Generations of dancers have been influenced by the German choreographer Pina Bausch.
She was known for combining potent drama and dreamlike movement to create a powerful form of dance theater.
Her sometimes surreal sense of theatricality was often performed on elaborate, unusual sets that incorporated natural elements like dirt and flowers.
Now, a new dance theater presentation pays tribute to Bausch, who died in 2009.
The project, called Dear Pina was brought to life by Vermont choreographer Hannah Dennison.
The piece will be presented at the Breeding Barn at Shelburne Farms.
The first impression one gets of Dear Pina is not from the performance, but the space.
Built in the late 19th century, the Breeding Barn is a huge architectural triumph, four stories high and longer than a football field.
Natural light streams in from above, and barn swallows and pigeons fly overhead.
It’s a building with history, and sets a gothic tone for a run-through of Dear Pina.
An electronic score fills the space, as the 35 dancers spread out across the vast dirt floor.
For the next hour and a half, the audience is treated to a series of ghostly vignettes inspired by the collected works of Pina Bausch.
The dancers run as a group at top speed through the barn.
They break off into individual tableaus, and engage in repetitive motion.
They form a line with old-fashioned suitcases, and await their turns for a dance competition.
An elderly couple in over-sized shoes shuffles across the barn in slow-motion, finally taking their seats in a second floor alcove.
The performance is a tour de force for this collection of Vermont dancers, one moment arcing and twisting their bodies, the next engaged in propulsive aerobic motion.
Paul Besaw of Burlington is a member of the Dear Pina ensemble, and teaches dance at the University of Vermont.
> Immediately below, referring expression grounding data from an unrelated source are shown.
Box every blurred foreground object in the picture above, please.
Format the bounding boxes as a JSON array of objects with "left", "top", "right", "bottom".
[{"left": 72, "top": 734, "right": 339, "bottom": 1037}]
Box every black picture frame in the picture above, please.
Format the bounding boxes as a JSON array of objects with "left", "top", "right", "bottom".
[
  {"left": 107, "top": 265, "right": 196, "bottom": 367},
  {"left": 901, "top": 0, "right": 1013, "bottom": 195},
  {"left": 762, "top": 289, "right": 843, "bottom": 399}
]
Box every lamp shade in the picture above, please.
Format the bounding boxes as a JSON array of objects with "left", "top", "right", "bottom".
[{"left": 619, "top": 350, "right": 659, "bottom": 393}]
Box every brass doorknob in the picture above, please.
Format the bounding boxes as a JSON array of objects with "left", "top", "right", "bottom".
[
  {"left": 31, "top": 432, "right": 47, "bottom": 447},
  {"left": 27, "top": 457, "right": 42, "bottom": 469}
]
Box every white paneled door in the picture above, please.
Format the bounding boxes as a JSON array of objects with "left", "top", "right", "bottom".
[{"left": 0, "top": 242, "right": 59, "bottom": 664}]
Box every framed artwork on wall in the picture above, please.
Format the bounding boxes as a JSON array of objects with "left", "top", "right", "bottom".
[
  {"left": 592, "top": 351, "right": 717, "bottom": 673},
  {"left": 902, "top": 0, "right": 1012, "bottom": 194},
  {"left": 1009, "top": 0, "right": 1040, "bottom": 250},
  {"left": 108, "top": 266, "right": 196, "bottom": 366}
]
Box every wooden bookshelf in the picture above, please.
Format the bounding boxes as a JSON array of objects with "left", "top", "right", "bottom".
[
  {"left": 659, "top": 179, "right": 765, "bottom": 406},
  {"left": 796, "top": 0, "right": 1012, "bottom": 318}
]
He says Bausch is a figure who quickly stood out among her contemporaries in the 1960’s and 70’s.
Besaw says she came into this realm of creating dance theater at a time when it was very new, and then she developed a very particular take at how to use really trained dancers in really fantastic ways that weren’t so much about technical virtuosity.
Lida Winfield of Burlington is also a member of the ensemble.
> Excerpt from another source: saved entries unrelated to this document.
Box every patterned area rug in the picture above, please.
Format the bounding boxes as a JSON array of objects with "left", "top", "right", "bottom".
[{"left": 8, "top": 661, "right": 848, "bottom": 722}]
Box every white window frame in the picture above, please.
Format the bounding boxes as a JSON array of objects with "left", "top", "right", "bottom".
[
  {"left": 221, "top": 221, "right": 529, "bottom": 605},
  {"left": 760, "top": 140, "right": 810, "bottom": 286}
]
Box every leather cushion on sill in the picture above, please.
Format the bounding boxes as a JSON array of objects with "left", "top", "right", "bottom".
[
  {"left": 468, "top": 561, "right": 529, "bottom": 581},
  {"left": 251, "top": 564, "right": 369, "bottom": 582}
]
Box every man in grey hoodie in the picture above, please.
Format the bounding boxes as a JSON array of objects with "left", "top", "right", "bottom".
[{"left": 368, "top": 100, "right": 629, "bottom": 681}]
Winfield says that Hannah Dennison has distilled the essence of Pina Bausch choreography, including working with a large ensemble.
According to Winfield, Bausch was also interested in repetition, and in that way her work was somewhat relentless, ‘we’re gonna repeat the same thing over and over again until we are exhausted and sweaty and see how that changes the movement and how that experience is both for dancers as well as for audience members’.
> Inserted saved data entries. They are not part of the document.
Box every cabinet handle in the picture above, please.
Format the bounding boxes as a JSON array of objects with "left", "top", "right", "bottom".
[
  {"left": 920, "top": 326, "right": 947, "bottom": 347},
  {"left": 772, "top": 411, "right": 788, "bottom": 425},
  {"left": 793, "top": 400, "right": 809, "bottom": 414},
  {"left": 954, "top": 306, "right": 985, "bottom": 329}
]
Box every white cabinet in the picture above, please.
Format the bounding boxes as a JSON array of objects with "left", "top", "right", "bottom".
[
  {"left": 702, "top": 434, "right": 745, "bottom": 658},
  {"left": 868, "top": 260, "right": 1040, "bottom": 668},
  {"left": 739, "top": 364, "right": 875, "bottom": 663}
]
Winfield says the working in the vast expanse of the Breeding Barn is a liberating experience that presents its own set of challenges.
Winfield says, "Part of it is just our physicality, right, that there’s a lot of running, need to really cover your ground and get to where you need to be, and also just to remember that there are viewers, even when you’re 70 feet away from them, that they can see you and that your presence needs to be big and tall and clear"
Director and co-choreographer Hannah Dennison says that Dear Pina is the piece she has been waiting her whole life to create.
She says Bausch would come to rehearsals with reflective questions for her dancers, a practice that was widely copied.
Dennison began her project in much the same way.
She says, "They were delving into their own selves, and when you went to see a piece of hers, it was based in relationships that a lot of what went on onstage was about the people who were in the piece"
Dennison says the process added a level of emotional color to Bausch’s work that wasn’t often seen at that time.
And she notes that while Bausch rarely worked in non-traditional spaces, the Breeding Barn is an ideal space to represent her spirit.
Dennison says, "Most what I was after with this space was the scale of it, so that it would contain the scale of what I remember and experienced her work to be like".
The electronic score for Dear Pina was written by Dennison’s partner, Dave Severance.
The costumes are meant to evoke the interiors of the barn, utilizing browns, grays and cream colors.
According to Dennison, "This piece is a little bit of another world. We’re honoring someone who’s in another world now, so the colors, we felt like it was important for us to be like a cloud, or like a ghost".
It’s clear that Dear Pina is meant to summon specters of past lives.
But Dennison says that Bausch’s work was large and open enough to evoke very personal reactions, and she hopes that her creation has the same affect.
Dennison says, "You could come and see it and have your own experience and I could come and see it and have my own experience, and if we compared notes afterwards, it would be different, but we would still have a strong visceral kinetic emotional experience seeing the work"
The experience of watching Dear Pina involves a large number of intertwining elements: the dancers, the music, the setting, the birds, and indeed, the implied histories of the audience and the space.
And if there are ghosts in the Breeding Barn, they too will enjoy sharing an evening with the spirit of Pina Bausch.
Dear Pina will be performed June 25th through the 30th at the Breeding Barn at Shelburne Farms.